Located beneath the rotating mechanical screen is a small-volume wet well used to equalize the flow into the hydraulically sensitive DAF unit. A continuous-loop Model 6V oil skimmer automatically collects and removes around 100 gallons of oil per hour of floating grease from the wastewater contained in the wet well. Skimmed grease is collected for rendering in the same hopper used to collect and transport the screenings.
To enhance flocculation, a coagulant is added, followed by a pH adjustment to promote floc formation in the mechanical flocculator. Good rapid mixing of these chemicals is of the utmost importance to system performance. After 10 minutes of gentle agitation to enhance flocculation of minute grease globules and other coagulated particles, the flocculated wastewater continues its flow by gravity to the head of the DAF tank. Here, it is mixed with a portion of the DAF unit’s effluent, which has been pressurized to about 60-70 psig and aerated. When this recycled flow is depressurized to atmospheric pressure, fine air bubbles are formed.
As the combined flow enters the DAF tank, the fine air bubbles adhere to the flocculated particles – increasing their buoyancy and causing them to separate from the wastewater. The partially treated wastewater discharges over a weir and onto the secondary treatment system. Flocculated particles form a sludge blanket (float) on the surface of the water. Sludge is automatically skimmed off and transported to a hopper.
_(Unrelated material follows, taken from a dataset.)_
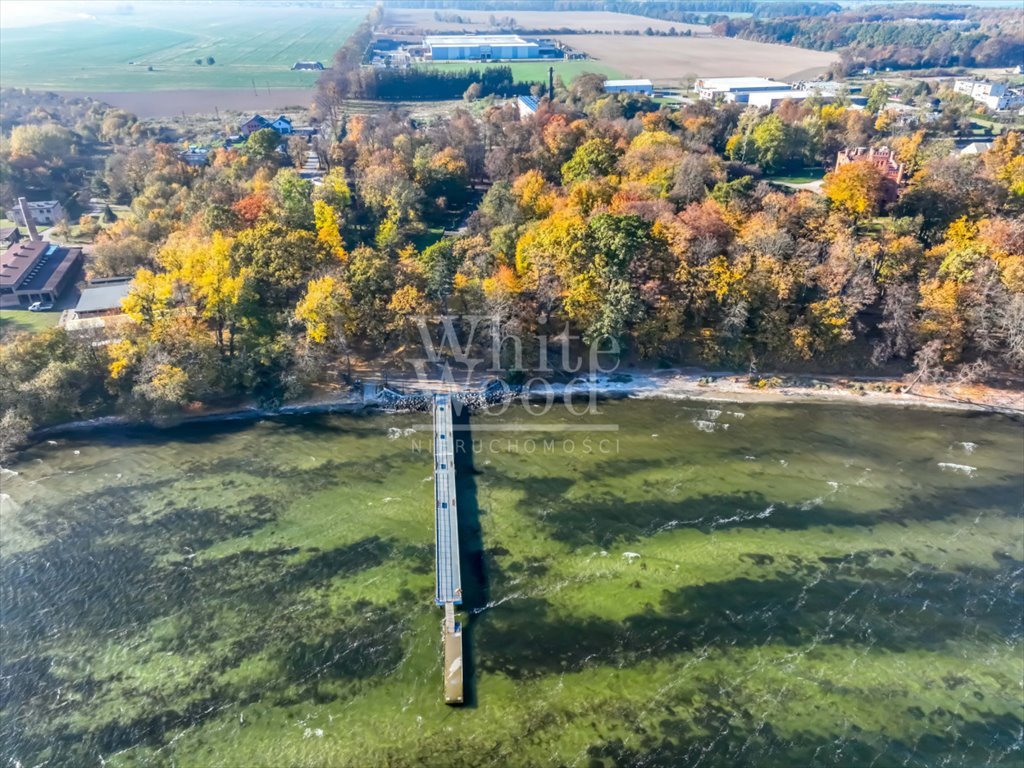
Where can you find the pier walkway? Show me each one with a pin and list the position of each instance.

A sludge pumping system moves that float from the hopper to an anaerobic sludge holding tank. The pretreatment system has reduced BOD 80%, SS and phosphate 90%, and Ammonia-Nitrogen 30%.
The secondary treatment system – countercurrent low-load aeration process – consists of a circular tank having an outer ring for aeration, and inner-circular tank for final clarification. The treatment system is equipped with blowers, rotating bridge with fine-diffused aerators, sludge-thickening pit, and return-sludge station.
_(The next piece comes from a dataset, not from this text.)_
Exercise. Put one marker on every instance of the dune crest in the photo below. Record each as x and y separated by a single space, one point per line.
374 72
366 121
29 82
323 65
After pretreatment, the wastewater enters the outer-ring aeration tank, where it comes in contact with the flocculated activated sludge. Here, it is aerated and agitated until the total organic pollution has been aerobically decomposed by microorganisms in the presence of oxygen.
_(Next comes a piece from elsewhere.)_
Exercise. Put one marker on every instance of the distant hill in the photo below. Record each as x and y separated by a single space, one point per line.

The countercurrent low-load aeration process utilizes the principle of diffused aeration in horizontally moving streams. In vertical or conventional diffused-air systems, the ascending air bubbles rise to approximately the same place – creating a vertical updraft of the water towards the surface. Since the air bubbles rise quickly, detention time is short. Consequently, oxygen transfer rates are low.
With a horizontal current, the air bubbles are deflected by the laterally moving liquid – causing them to ascend slowly over a diagonal path to the surface. This longer detention time permits a greater oxygen transfer between the air and wastewater.
After sufficient aeration, the mixed liquor-activated sludge flows through a pipe into the clarifier tank. Sludge settles to the bottom of the tank, while the purified effluent passes the overflow weir, is chlorinated, and leaves the system.
The settled sludge in the clarifier tank is transferred to the return sludge station via a screw pump. Approximately 90% of the activated sludge is returned to the system, with the remainder being wasted to the sludge thickening pit; where it is allowed to decant for further thickening. From the pit, the sludge is pumped to storage tanks. Periodically, the sludge is hauled away in tank trucks and spread on agricultural land.
RESULTS: The pretreatment and secondary treatment system at College Hill Poultry have cut BOD 99.7%, SS 98.7%, Ammonia-Nitrogen 97.3%, and phosphate 95.1% bringing the company into compliance with the state’s stringent discharge standards. In addition, the grease and oil loads in the effluent have been reduced to 4.6 mg/l.
The unique equipment/treatment combination is recovering valuable byproducts for rendering, and is oxidizing the remaining organic pollutants into a totally stabilized sludge with a nearly complete nitrified effluent.